Бедолага вздрогнул. Мальчишка принес ведра с водой и пытался во что бы то ни стало прорваться в комнату. Когда мыло начало растворять грязь, покрывающую его кожу, как паразитирующий грибок, из лохани поднялась ужасная вонь. Она сказала мальчишке, что инхаберина запретила ему входить, что это не развлекательный спектакль. Красные пятнышки казались болезненными, она осторожно проводила по ним подушечками пальцев. Тогда глупый мальчишка заявил, что хочет их увидеть. Она осторожно намылила его воспаленные подмышки: Кого «их»?

– Ну-ка, посмотрим, сможешь ты сам стоять на ногах?

Подхватив бедолагу под руки, Мари-Софи помогла ему подняться – так было удобней помыть ему грудь и живот. Котят!

– Вот видишь, у тебя получилось!

Бедолага стоял в лохани, бессильно уронив руки. Она не знала, смеяться ей или плакать. Его грудь была вся покрыта небольшими шрамами – будто кто-то прикасался там горящим пальцем. Он действительно думал, что она топила котят в лучшей комнате гостиницы?

– И здесь тебя тоже надо помыть…

Девушка намылила интимное место мужчины. Да, конечно, уж если отправлять их на небо, то, само собой, делать это в подобающей обстановке. Она отвела глаза и покраснела. В мыльной воде?

– Боже! Где же ты такой скитался?

Она отдернула руку.

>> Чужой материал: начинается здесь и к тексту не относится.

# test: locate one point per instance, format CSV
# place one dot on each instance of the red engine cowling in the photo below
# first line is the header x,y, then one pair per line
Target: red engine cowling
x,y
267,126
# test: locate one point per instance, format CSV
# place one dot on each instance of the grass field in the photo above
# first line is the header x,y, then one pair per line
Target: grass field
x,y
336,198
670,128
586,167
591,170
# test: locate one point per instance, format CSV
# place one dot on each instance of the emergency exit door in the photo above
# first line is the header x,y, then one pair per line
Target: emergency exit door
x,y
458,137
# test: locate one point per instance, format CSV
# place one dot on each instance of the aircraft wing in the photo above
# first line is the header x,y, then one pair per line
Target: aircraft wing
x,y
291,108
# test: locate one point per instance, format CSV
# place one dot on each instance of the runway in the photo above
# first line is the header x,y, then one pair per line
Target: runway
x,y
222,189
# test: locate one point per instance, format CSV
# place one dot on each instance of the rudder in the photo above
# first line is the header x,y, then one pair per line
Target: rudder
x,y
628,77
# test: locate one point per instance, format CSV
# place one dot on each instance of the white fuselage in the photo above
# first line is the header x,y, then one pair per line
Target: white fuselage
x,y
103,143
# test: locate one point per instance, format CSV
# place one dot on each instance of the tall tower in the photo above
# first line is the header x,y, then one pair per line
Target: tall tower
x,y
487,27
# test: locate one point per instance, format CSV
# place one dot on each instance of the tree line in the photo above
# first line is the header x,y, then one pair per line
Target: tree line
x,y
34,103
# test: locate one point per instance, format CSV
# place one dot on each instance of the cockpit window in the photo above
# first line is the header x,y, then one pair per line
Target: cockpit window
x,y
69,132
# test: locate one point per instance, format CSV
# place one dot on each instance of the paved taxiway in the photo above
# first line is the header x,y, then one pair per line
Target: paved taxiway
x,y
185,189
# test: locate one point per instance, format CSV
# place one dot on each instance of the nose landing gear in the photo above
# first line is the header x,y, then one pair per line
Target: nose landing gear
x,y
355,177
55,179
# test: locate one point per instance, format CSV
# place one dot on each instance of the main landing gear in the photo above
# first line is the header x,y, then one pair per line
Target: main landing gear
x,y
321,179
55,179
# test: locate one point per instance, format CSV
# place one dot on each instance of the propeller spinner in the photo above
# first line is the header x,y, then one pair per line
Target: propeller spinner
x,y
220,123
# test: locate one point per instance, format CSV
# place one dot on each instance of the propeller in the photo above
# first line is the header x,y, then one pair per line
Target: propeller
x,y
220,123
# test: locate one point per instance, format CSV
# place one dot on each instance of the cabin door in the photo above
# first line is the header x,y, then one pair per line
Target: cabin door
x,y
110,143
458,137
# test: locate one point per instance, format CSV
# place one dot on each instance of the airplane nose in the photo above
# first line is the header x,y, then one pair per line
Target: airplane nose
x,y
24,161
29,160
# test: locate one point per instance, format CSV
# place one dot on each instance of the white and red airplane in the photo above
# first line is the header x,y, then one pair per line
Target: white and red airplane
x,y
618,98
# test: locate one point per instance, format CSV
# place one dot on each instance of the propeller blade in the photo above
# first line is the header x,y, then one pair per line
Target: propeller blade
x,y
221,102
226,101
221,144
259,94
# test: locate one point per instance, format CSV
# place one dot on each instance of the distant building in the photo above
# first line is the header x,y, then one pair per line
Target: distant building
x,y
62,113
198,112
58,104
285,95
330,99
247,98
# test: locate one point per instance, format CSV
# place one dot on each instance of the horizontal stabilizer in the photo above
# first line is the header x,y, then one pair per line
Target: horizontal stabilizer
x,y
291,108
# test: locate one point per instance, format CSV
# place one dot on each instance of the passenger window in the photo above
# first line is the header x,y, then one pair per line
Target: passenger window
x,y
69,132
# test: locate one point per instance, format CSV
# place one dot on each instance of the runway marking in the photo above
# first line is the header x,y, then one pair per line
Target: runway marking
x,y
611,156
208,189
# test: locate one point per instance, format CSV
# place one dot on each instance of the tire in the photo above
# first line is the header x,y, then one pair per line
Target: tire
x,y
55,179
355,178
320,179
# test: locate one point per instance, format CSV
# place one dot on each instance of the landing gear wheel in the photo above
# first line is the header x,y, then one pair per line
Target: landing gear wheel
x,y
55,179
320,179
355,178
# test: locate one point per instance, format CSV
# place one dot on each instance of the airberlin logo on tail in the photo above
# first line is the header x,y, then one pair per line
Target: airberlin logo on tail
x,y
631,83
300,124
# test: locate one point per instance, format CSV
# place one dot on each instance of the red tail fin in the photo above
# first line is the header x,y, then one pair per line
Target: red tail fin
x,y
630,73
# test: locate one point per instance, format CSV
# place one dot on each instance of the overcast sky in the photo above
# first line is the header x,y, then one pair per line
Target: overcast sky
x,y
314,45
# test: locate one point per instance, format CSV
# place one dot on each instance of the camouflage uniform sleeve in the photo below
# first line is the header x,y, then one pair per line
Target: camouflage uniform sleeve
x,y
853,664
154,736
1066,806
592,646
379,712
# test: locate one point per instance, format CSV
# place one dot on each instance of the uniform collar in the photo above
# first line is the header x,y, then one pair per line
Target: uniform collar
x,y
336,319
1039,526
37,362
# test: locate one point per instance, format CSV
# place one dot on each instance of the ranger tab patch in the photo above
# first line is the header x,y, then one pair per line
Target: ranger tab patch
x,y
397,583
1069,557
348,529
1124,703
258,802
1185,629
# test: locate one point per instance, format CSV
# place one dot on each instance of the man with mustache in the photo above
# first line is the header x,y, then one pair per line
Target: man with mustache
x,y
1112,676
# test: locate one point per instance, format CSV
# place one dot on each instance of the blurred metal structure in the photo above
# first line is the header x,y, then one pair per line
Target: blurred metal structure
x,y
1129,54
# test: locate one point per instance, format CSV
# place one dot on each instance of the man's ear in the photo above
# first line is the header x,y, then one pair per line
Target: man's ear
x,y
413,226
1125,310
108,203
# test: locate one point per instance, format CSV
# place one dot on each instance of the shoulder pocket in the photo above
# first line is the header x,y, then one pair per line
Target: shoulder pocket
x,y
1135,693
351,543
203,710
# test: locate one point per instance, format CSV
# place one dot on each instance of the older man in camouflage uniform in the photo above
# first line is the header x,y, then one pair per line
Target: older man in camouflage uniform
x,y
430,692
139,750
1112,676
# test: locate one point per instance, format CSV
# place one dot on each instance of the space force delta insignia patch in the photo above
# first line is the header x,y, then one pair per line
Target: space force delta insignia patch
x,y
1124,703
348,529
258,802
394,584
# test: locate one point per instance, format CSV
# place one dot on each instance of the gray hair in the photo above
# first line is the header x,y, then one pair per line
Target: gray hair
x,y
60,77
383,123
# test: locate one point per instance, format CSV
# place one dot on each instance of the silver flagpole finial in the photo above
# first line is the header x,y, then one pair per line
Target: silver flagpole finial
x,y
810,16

Да, он полагал, что так будет быстрее. Зад бедолаги был обожжен фекалиями и мочой и превратился в сплошную зияющую рану. Так ему сказала инхаберина, и теперь он хотел своими глазами увидеть, как это выглядит. Собравшись с духом, девушка продолжила намыливать его бедра. Засовывает она котят в мешок или держит их под водой голыми руками?

– Ну вот, почти закончили…

Бедолага жалобно укнул, когда девушка коснулась плохо затянувшейся раны на его голени. Она сказала ему, что он дуралей. Его стопы были в синяках, с полопавшимися от холода сосудами. Он, похоже, здорово обиделся. Привстав на цыпочки, она подняла над головой бедолаги ведро с водой и смыла с него мыльную пену. Она добавила, что он симпатичный дуралей. Пока теплая вода струилась по его телу, он хватал ртом воздух. Это его смягчило. Она помогла ему вылезти из лохани и вытерла его полотенцем. И он с загадочным видом поведал ей, что сегодня, чуть позже, он кое-что ей принесет. У бедолаги подкашивались ноги, и Мари-Софи, снова накинув на него покрывало, повела его в пасторский тайник. Она поблагодарила его и, взяв ведра, вернулась в комнату – ей надо было мыть бедолагу.

* * *

Несмотря на крохотные размеры, пасторская каморка была самой роскошной комнатой гостиницы. На стене напротив кровати висело хитроумно выполненное фальшивое окно в шикарной раме и с портьерами из плотного дорогого бархата. Армянский напольный ковер, индонезийская курильница для благовоний, китайская резная спальная мебель, фарфор, вручную расписанный японскими гейшами, танцующий Шива из Индии и смеющийся латунный Будда из Таиланда создавали атмосферу начала века – настолько чудесную, что Мари-Софи показалось, будто у нее развилось туннельное зрение, когда она завела бедолагу в такое великолепие. В этом сияющем изобилии ему предстояло провести следующие несколько дней.

Устроив своего подопечного на трехспальной кровати, Мари-Софи надела на него подгузник, укрыла нежно-розовым, цвета дессу, покрывалом и подоткнула ему под голову расшитые шелком подушки. Лежа на этой кроватище, бедолага, который и без того имел вид страдальца, сейчас напомнил ей малюсенький обломок в растерзанном штормом море.

Зрелище было комичное. Она заплакала».

5

«Мари-Софи сидела на стуле у постели пришельца. Она уже бесчисленное количество раз переставила его багаж: ничего нельзя было открывать и трогать, пока он не придет в себя и сам не распорядится, что нужно развесить в шкафу, что расставить на комоде или письменном столе и где бы он хотел держать свои бритвенные принадлежности – в сумке или рядом с умывальным тазиком.

Люди любят раскладывать свои вещи по-разному. Повариха как-то рассказала ей об одном исландце, что останавливался в гостинице вскоре после ее открытия, так вот он вообще не распаковывал свой дорожный сундук.

Однажды повариха принесла ему завтрак и, поправляя постель, исподволь увидела, как этот исландец рылся в своем сундуке, словно поросенок в куче мусора, бормоча себе под нос что-то похожее на «Фанден! Фанден!». Ну и чудик, подумалось тогда Мари-Софи, он что, всегда напоминает себе, что делает? [4 - Поварихе послышалось немецкое слово fahnden (найти), но на самом деле исландец произносил похожее по звучанию исландское слово fjandinn (черт).] И она представила, как он, прогуливаясь по лесу, размахивает при каждом шаге руками – вроде мельницы – и лопочет: «Гулять, гулять!»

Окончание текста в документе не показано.